Mais ou menos semelhante é o facto de eu receber frequentemente fornecedores / vendedores. Já passei pelo outro lado e não consigo deixar de pensar no que eles sentem em cada momento durante o processo da venda. Durante anos fui formador de vendedores e dói-me o coração ao ver tipos, com vocação para tudo na vida menos para serem vendedores, a afundarem-se de cada vez que abrem a boca.

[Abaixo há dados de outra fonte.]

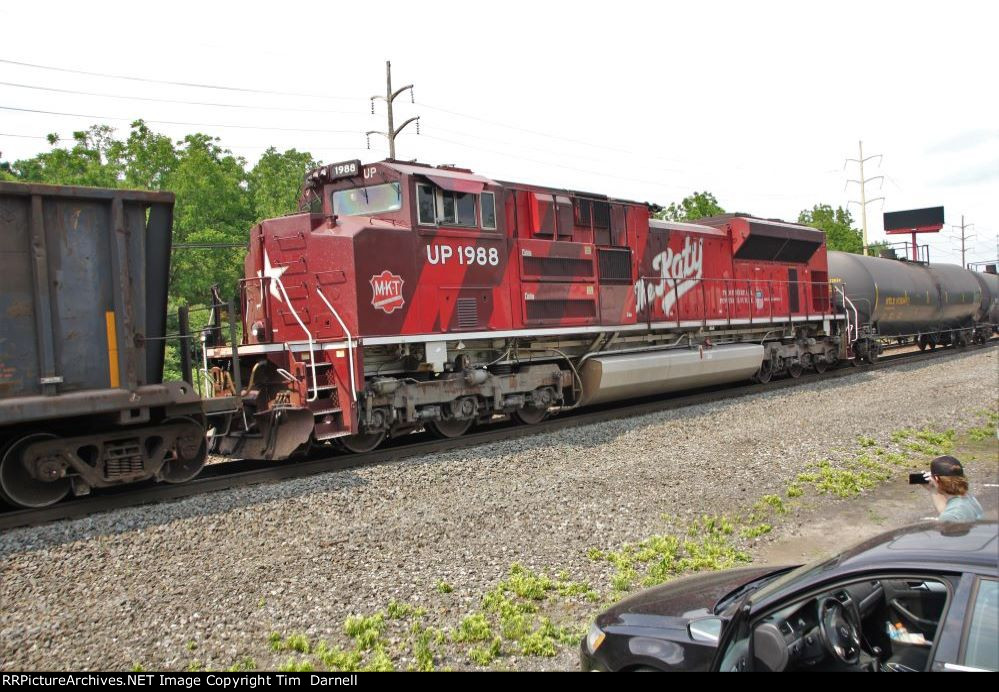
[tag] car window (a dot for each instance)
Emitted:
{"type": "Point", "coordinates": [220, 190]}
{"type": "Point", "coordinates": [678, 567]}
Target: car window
{"type": "Point", "coordinates": [833, 627]}
{"type": "Point", "coordinates": [981, 649]}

Como me apetecia dizer-lhe para se dedicarem a outra coisa mas... tempos complicados estes, é que eles não trabalham para pagar o meu traje académico, os pequenos luxos como cd’s, livros e maquilhagem ou viagem de finalistas... infelizmente têm coisas bem mais importantes para pagar.

Anonyma disse...

Essas sondagens também me trazem à memória bons momentos: a amizade e o companheirismo! Conheci algumas pessoas fantásticas! Acho que até foi assim que nos tornámos amigas! :)

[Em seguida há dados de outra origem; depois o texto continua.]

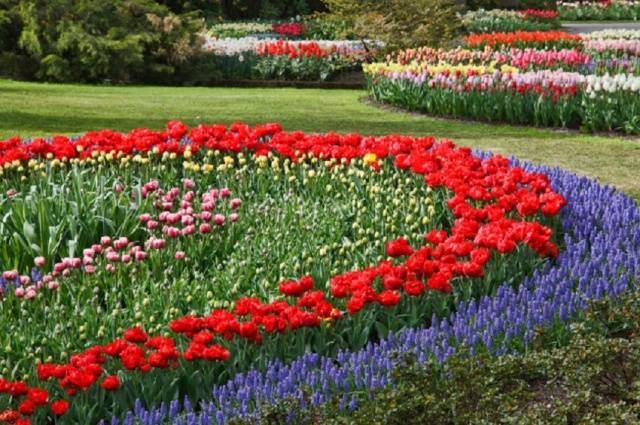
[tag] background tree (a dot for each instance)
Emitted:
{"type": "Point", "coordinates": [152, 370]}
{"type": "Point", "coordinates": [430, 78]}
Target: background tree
{"type": "Point", "coordinates": [398, 23]}
{"type": "Point", "coordinates": [94, 40]}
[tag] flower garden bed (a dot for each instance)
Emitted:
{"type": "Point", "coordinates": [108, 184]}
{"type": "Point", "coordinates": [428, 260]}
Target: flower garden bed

Também tive a experiência como comercial/vendedora. Muito sucesso e muito dinheiro. Acho que me senti como uma administradora de um banco. :) Mas eram tempos que não voltaria a repetir. Apesar de ser muito importante, o dinheiro não é tudo na vida!

Beijocas,

Cat disse...

Paulo, por isso mesmo, por terem coisas bem mais importantes para pagar, é que me atormentou a culpa de não ter aberto a porta.

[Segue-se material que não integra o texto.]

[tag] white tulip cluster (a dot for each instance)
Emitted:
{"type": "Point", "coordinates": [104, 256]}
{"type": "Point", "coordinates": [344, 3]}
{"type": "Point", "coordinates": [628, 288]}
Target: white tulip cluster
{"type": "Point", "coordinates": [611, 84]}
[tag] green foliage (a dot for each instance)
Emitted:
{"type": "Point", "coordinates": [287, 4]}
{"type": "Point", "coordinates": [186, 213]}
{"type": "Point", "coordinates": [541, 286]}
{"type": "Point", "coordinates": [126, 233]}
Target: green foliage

Anonyma, como sabes, se me fosse possivel eu não seria vendedora de coisa alguma. As sondagens eram duras, mas aquele (pouco) dinheiro sabia tão bem...

TM disse...

E que bom que é quando essas recordações nos assaltam assim do nada, para os deixar rendidos à sua magia, ao momentos agradáveis que nos trazem... :)

J. Maldonado disse...

Eu também não gosto de atender esse tipo de pessoas à noite, quando chego a casa, cansado dum dia stressante de trabalho, mas por vezes lá abro a porta e oiço o que eles tentam impingir. É o trabalho deles, mas, feliz ou infelizmente, o que me tentam oferecer, geralmente já tenho em casa ou então não me desperta nenhum interesse...

Cat disse...

Tm, é verdade que há muito tempo que eu não pensava nos tempos das sondagens. Devo estar a ter um ataque de nostalgia. ;)


Maldonado, é precisamente isso que me acontece a miaor parte das vezes. E fazer-lhes perder tempo para depois dizer-lhes não, obrigada, também não me faz sentir melhor.
Bem-vindo!

Shelyak disse...

Por pequenas coisas como essa, tantas vezes que nos vem à recordação tempos do nosso passado. Fizeste-me lembrar o ter visto um puto à boleia num eléctrico e, a partir daí, recordar os meus tempos de adolescência e afins (e mereceu um post, antepenultimo).
Beijinhoooooo
:))

Cat disse...

Shelyak, é curioso como tem sido frequente pequenas coisas trazerem-me á memória outras em que não pensava há já tanto tempo. Estou muito habituada a deixar o passado no passado e agora parece que estou a ser visitada por ele. Beijocas

najla disse...

Também em tempos de universidade aplicava inquéritos....tal como tu! Mas a mim não me pagavam, pois fazia parte do curso.
No entanto, eu não consigo não abrir a porta a alguém. E até aos inquéritos por telefone, respondo sempre - algo repelente aos meus amigos!
Às vezes também me sinto incomodada, mas mais ficaria se não respeitasse o trabalho destas pessoas....
Adorei o texto, Cat, por também me teres feito relembrar.
Beijos

Cat disse...

Najla, de todas as vezes que respondi a inquéritos só pensava "vá tu também já fizeste isto...". Temos que ser uns para os outros não é?